Loro hanno la Food and drugs administration, cui il mondo scientifico guarda con rispetto, noi l’Efsa (European food safety agency) di Parma che non ha mai emesso nemmeno un vagito di fronte agli innumerevoli scandali che si sono succeduti nel nostro continente. Loro hanno l’Epa (Enviromental protection agency) che non guarda in faccia nessuno, come ha dimostrato quest’ultima vicenda. Noi, nella migliore delle ipotesi, organismi di controllo privi di poteri reali: lì l’autorità pubblica non ha solo “denunciato” ma ha costretto l’azienda a ritirare qualcosa come mezzo milione di auto e ora si appresta a comminare una multa miliardaria. Fatti, non parole.
E non è vero che gli americani fanno i “duri” solo con aziende straniere, come la Volkswagen: se rimaniamo nel settore auto, solo negli ultimi giorni General Motors – per difetti di malfunzionamento – ha subito una multa di 900 milioni di dollari e in un anno quell’azienda è stata costretta a ritirare dal mercato 30 milioni di auto, con un costo calcolato intorno ai 5 miliardi.

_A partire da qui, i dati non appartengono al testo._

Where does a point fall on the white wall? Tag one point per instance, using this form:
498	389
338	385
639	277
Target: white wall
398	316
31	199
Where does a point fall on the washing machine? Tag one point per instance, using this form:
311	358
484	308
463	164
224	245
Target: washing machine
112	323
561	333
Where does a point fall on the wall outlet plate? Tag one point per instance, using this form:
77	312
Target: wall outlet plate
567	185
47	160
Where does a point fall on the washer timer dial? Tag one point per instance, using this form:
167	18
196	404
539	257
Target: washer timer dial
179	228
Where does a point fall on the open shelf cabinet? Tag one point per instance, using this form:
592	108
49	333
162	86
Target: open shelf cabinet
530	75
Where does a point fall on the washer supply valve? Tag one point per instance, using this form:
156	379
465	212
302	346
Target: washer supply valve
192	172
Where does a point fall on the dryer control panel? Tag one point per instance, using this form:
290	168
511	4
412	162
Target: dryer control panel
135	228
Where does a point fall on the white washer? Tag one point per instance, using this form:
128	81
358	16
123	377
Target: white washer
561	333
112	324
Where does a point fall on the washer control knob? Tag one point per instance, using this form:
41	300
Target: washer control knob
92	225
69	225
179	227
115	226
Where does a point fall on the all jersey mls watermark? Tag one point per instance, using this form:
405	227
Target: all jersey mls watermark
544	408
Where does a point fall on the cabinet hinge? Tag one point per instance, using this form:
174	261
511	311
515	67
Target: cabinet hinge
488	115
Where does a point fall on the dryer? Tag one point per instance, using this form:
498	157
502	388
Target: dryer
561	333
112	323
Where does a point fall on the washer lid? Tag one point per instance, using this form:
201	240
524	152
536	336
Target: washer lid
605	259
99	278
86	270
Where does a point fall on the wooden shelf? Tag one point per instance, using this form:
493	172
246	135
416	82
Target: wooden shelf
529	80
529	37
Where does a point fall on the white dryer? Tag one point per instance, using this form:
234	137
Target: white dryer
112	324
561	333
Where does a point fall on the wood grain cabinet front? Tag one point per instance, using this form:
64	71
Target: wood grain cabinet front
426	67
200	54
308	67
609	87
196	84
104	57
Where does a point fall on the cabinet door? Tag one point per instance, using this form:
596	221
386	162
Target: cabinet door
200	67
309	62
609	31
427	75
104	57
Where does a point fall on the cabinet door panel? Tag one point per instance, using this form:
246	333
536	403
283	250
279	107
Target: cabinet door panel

Trent’anni fa Legambiente, in assenza di controlli pubblici, si inventò Goletta Verde per verificare la qualità delle acque di balneazione. E ancora oggi, prima dell’estate, è il centralino dell’associazione ambientalista ad andare in ebollizione perché i cittadini vogliono sapere se possono tranquillamente andare a farsi il bagno in questa o quell’altra località. Al ministero della Salute, che per legge dovrebbe essere il depositario dei dati ufficiali, nessuno pensa mai.
D’altra parte vi immaginate cosa succederebbe in Italia se un qualche organismo pubblico si comportasse come l’Epa statunitense? Volete che non si troverebbe un Tar pronto a sospendere il provvedimento? E già lo sentiamo il presidente di Confindustria che urla contro “la mancanza di sensibilità industriale del Paese” e tutti gli editorialisti ad andargli appresso. E poi, alla fine, forse il governo emanerebbe un bel decreto con cui elevare le soglie e rimetterebbe “tutto a posto”. Siamo troppo cattivi? I soliti gufi malpensanti? A noi piuttosto sembra un (triste) dejà vù.